# sampling

#### noetsi

##### No cake for spunky
I know the general theory on finding out how many you need for an error range. But I have some questions I had not seen or forgot.

What if you population is limited. We have a population that, depending on how they define it, might be as few as 40,000. Does it matter if the population is a limited size how many you need to sample? Discussion of sample size I have seen don't talk about this.

When do you need to sample by a subdivision. I was asked this today and I responded that you need to sample by a subdivision, area rather than state, if you think an area varies significantly from another area on what you are measuring . But I have not seen that raised in the literature.

Is it the number that you sample or the number that are returned that matters in terms of error in estimating a population. I am pretty sure it is the number answered - but remarkably I can't remember a source that says this.

#### hlsmith

##### Less is more. Stay pure. Stay poor.
Didn't completely follow - especially given "number answered". Are you writing about a survey?

You can do sample size calculations to target a certain SE value based on your assumptions about the population. Is this what you are referencing? And you have some type of subgroup you may need to target differently, see your differ from the population as a whole?

#### noetsi

##### No cake for spunky
yes I am doing a survey. I was wondering if the number used to calculate the error was tied to how many you send out or how many you get back. As I guessed it is the number you get back.

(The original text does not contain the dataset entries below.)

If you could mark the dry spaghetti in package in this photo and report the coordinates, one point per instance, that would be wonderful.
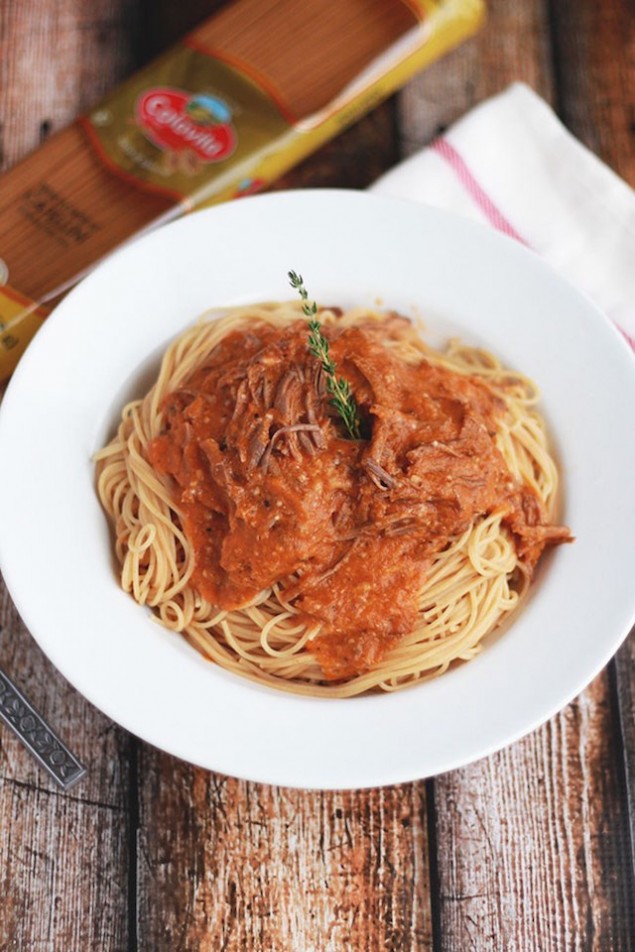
(228, 110)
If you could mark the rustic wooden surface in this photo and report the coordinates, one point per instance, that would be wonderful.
(530, 849)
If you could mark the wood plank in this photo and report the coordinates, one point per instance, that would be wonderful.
(63, 856)
(594, 52)
(594, 46)
(533, 852)
(514, 46)
(625, 696)
(532, 845)
(238, 866)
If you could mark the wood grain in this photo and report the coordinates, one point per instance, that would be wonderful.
(594, 56)
(533, 852)
(527, 850)
(241, 867)
(513, 47)
(63, 857)
(525, 857)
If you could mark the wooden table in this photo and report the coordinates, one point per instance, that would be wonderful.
(530, 849)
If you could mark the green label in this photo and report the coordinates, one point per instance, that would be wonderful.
(185, 125)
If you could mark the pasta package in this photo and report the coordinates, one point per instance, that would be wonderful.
(238, 102)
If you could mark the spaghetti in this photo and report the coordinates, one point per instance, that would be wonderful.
(306, 561)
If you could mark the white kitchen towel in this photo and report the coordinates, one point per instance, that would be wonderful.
(511, 163)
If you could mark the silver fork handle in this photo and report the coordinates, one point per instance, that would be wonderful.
(36, 735)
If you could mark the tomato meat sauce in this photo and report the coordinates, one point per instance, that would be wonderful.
(270, 492)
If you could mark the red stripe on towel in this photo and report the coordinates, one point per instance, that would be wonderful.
(474, 189)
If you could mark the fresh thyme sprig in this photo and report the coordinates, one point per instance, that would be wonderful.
(338, 388)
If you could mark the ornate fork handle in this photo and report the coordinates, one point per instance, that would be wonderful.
(18, 714)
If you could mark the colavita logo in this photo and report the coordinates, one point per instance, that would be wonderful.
(177, 121)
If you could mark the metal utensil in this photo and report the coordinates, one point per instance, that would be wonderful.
(20, 715)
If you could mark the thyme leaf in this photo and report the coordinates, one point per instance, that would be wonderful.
(339, 389)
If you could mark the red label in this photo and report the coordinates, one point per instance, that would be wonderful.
(175, 121)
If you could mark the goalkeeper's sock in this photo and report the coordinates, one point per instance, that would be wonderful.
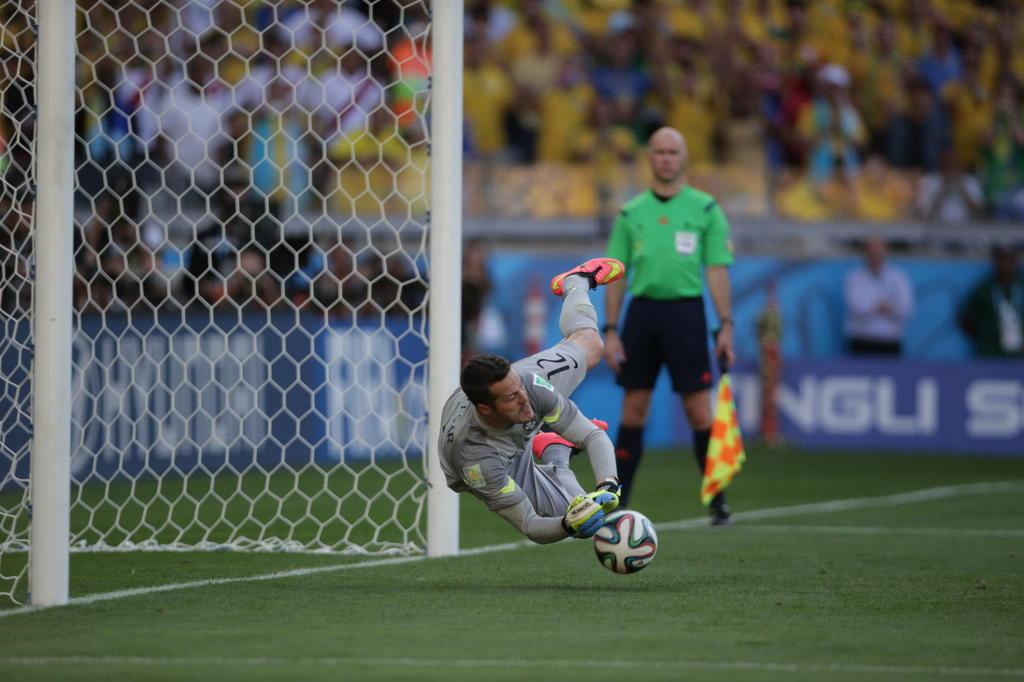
(578, 311)
(701, 440)
(629, 450)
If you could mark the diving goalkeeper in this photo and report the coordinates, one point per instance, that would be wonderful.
(491, 442)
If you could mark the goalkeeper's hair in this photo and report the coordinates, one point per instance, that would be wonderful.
(479, 373)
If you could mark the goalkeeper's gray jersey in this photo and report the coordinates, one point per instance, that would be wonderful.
(497, 465)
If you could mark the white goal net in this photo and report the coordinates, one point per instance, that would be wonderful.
(250, 342)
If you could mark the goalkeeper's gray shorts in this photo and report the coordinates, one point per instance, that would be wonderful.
(564, 365)
(551, 486)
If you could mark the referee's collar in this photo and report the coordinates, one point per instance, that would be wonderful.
(663, 198)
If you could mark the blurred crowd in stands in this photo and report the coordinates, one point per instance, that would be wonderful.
(875, 110)
(242, 115)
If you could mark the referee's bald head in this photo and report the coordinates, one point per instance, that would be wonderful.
(667, 155)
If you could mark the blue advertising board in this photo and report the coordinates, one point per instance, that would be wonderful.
(968, 409)
(171, 393)
(159, 394)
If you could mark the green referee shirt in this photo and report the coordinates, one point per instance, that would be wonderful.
(665, 243)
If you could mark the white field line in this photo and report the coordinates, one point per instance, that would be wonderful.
(539, 665)
(771, 512)
(881, 530)
(925, 495)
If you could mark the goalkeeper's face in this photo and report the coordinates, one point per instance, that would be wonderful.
(511, 402)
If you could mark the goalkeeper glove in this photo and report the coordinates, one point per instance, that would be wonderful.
(586, 513)
(614, 489)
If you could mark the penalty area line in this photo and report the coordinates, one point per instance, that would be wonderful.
(911, 497)
(537, 665)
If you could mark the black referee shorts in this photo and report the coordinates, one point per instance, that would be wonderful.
(673, 333)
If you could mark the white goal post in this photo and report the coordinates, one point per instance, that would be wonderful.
(232, 258)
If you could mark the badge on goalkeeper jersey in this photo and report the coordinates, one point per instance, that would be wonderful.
(473, 476)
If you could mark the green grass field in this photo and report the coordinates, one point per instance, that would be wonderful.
(903, 588)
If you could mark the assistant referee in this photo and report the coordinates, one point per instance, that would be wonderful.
(666, 237)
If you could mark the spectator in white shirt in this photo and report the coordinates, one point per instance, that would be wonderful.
(951, 196)
(879, 301)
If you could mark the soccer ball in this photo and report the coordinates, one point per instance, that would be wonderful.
(626, 543)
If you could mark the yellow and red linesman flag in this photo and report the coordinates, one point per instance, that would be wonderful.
(725, 453)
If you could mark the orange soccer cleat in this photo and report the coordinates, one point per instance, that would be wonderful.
(598, 270)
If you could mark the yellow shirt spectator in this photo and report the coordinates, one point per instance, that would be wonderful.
(971, 117)
(486, 96)
(563, 113)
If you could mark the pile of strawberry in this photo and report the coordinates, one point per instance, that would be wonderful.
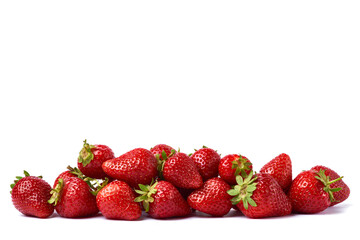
(167, 183)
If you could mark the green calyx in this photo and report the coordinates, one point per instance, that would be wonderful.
(327, 182)
(146, 192)
(244, 190)
(95, 184)
(26, 174)
(241, 165)
(55, 193)
(161, 161)
(85, 155)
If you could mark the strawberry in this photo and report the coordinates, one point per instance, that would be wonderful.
(180, 170)
(162, 200)
(73, 198)
(339, 196)
(30, 195)
(91, 158)
(232, 165)
(159, 149)
(207, 162)
(138, 166)
(212, 198)
(116, 201)
(260, 196)
(310, 192)
(280, 169)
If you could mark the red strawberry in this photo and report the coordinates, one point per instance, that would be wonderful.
(73, 198)
(162, 200)
(30, 195)
(260, 196)
(280, 169)
(180, 170)
(207, 162)
(91, 158)
(158, 150)
(116, 201)
(341, 195)
(138, 166)
(212, 198)
(232, 165)
(310, 192)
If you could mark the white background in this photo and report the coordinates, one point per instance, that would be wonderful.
(257, 78)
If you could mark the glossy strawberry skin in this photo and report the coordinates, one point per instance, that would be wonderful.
(168, 202)
(212, 198)
(307, 193)
(76, 199)
(116, 201)
(207, 162)
(30, 195)
(180, 170)
(159, 148)
(138, 166)
(94, 169)
(341, 195)
(226, 171)
(280, 168)
(270, 199)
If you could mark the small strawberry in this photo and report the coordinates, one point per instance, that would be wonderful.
(280, 168)
(138, 166)
(162, 200)
(180, 170)
(116, 201)
(232, 165)
(159, 149)
(91, 158)
(73, 198)
(212, 198)
(30, 195)
(260, 196)
(310, 192)
(207, 162)
(341, 195)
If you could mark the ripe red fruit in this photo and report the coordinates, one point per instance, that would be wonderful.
(138, 166)
(180, 170)
(73, 198)
(30, 195)
(310, 192)
(341, 195)
(260, 196)
(232, 165)
(280, 168)
(162, 200)
(116, 201)
(207, 162)
(212, 198)
(158, 150)
(91, 158)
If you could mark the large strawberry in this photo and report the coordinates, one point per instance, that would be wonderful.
(341, 195)
(280, 168)
(180, 170)
(162, 200)
(311, 191)
(91, 158)
(260, 196)
(73, 198)
(138, 166)
(207, 162)
(116, 201)
(30, 195)
(212, 198)
(232, 165)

We have areas that make up our statewide numbers. I was asked if you had to sample at the area level (so many sent to each area) or statewide. My answer was that it depends on if you believe there are systematic differences between areas on what you were sampling. But I was not sure that was true or not.

#### hlsmith

##### Less is more. Stay pure. Stay poor.
There are definitely sampling scheme to ensure you get some minority groups (that may differ), but If you use these schemes you have to apply sampling weights to the the sample to ensure it represents the population.

#### GretaGarbo

##### Human
The "usual" formula for standard error (SE) is:

SE = sqrt( (sigma^2/n) )

where sqrt means square root.

But if you have a finite population like N = 40 000 then you need to insert the finite population correction (fpc) fpc = (N-n)/N where N is the population size and n is the sample size. Then the SE is:

SE = sqrt( (sigma^2/n)*(N-n)/N )

Notice that when the population is large (like thousands) then the fpc will be close to one. (Like when N is 40 000 and n is 400). That means the you need essentially the same sample size even if you are investigating a small country like Luxemburg or USA or China. (And I guess that that is what was meant on twitter that Elon's lawyers are borderline statistically illiterate, because twitters population is very large. It is not the proportion of the population that matters, it is the sample size n that matters.)

But if you @noetsi have a lot of subgroups, like counties or municipalities then you can do a stratified sample (i.e. a simple random sample from each municipality). If there are differences between the municipalities then you can gain (maybe a lot) precision by stratifieing.

Of course it is the sample size that you get back that matters.

BUT, but but! You have sent out a simple random sample (so that is OK) but you don't know if what you get back will be a simple random sample of those you sent out. So there can be a systematic bias in the sense that it is the more pleased customers or the more angry customers that responds. So, can you really rely on a sample survey with a low respons rate?